Ya, Fender tried to do the Mesa Boogie thing with the superchamp, princeton II, deluxe II, champ II...and I think it turned out great!

I like the vintage fender look, the Machete seems too boxy, whats that grey middle stuff?


----------



## Andy (Sep 23, 2007)

Buzz said:


> I like the vintage fender look, the Machete seems too boxy, whats that grey middle stuff?


Seems like some kind of attempt at the two-tone boutique look, combined with Hiwatt style piping accents. I'm not a big fan either, it misses the mark.


----------



## Mooh (Mar 7, 2007)

I dig the look, but whatever...The Princeton Recording amp was the last Fender to grab me sound wise but I haven't noticed any used in the shops when I had a fat enough wallet. 

Peace, Mooh.


----------



## pickslide (May 9, 2006)

Meh. For that kind of money you can get almost any amp you want. It amazes me how much Fender charges for these amps and that people buy them!


----------



## captainbrew (Feb 5, 2010)

pickslide said:


> Meh. For that kind of money you can get almost any amp you want. It amazes me how much Fender charges for these amps and that people buy them!


It has the Fender name on it so a bunch of people are willing to pay top dollar for it for that reason alone. I think they'll have trouble selling these though.

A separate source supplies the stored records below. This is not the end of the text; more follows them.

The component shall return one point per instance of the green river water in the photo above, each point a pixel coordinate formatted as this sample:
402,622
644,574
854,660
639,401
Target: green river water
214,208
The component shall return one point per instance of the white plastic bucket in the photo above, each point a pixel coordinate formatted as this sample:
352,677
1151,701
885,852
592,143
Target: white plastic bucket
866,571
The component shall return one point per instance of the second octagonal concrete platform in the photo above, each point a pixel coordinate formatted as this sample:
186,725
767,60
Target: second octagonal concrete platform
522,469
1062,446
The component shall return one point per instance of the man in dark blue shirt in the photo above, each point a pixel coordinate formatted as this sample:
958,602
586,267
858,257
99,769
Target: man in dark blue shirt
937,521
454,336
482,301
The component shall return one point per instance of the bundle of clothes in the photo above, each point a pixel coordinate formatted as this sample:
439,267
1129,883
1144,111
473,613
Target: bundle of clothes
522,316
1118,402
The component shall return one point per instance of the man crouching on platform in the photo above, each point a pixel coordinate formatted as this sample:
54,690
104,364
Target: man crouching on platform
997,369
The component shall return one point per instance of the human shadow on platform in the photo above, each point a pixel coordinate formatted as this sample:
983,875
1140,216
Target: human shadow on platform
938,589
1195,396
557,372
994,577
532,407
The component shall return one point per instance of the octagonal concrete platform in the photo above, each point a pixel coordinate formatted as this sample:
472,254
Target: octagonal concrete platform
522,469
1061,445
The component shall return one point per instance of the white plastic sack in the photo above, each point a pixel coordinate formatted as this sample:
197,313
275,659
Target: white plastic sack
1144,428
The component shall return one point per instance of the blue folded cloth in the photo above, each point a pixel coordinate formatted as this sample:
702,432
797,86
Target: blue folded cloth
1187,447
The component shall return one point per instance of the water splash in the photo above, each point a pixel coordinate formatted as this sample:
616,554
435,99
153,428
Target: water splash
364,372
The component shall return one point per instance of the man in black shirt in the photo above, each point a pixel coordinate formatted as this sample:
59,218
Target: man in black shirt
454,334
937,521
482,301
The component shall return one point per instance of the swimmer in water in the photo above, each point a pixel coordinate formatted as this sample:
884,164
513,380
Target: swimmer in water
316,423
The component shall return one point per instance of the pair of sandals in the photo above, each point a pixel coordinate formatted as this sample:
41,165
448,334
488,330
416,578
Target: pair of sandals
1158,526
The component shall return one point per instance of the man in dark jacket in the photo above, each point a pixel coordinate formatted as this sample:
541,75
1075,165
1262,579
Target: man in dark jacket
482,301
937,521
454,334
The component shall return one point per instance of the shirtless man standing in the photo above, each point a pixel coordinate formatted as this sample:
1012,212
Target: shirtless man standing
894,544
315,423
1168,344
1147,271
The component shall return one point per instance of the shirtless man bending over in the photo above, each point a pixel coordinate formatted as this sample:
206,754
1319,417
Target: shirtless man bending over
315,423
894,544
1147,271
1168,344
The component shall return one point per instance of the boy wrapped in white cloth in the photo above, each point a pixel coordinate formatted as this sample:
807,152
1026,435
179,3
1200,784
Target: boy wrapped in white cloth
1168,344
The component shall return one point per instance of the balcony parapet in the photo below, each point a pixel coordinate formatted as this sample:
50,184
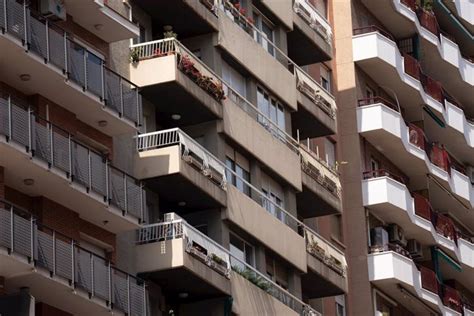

Fender should have a line of amps are that are EXACT replicas of their old blackface and tweeds amps. Tons of small builders are making replicas of these amps and they're selling quite well. What if Fender did it? Hand wired, exact same circuits, parts (as close a possible) etc.
I think those would sell quite well if the price wasn't astronomical, then again, that's probably why they aren't building them, they'd charge too much.


----------



## bluzfish (Mar 12, 2011)

That is pretty much what I was trying to say earlier, captainbrew. Fender should do exactly that - deliver the classic Fender sound better than anyone else (or at least as well as some...). Be a class act at the top level of the most desirable amps out there. With that reputation, I'm sure it would enhance sales of their regular production "working musician" amps which are already quite competitive in their class.


----------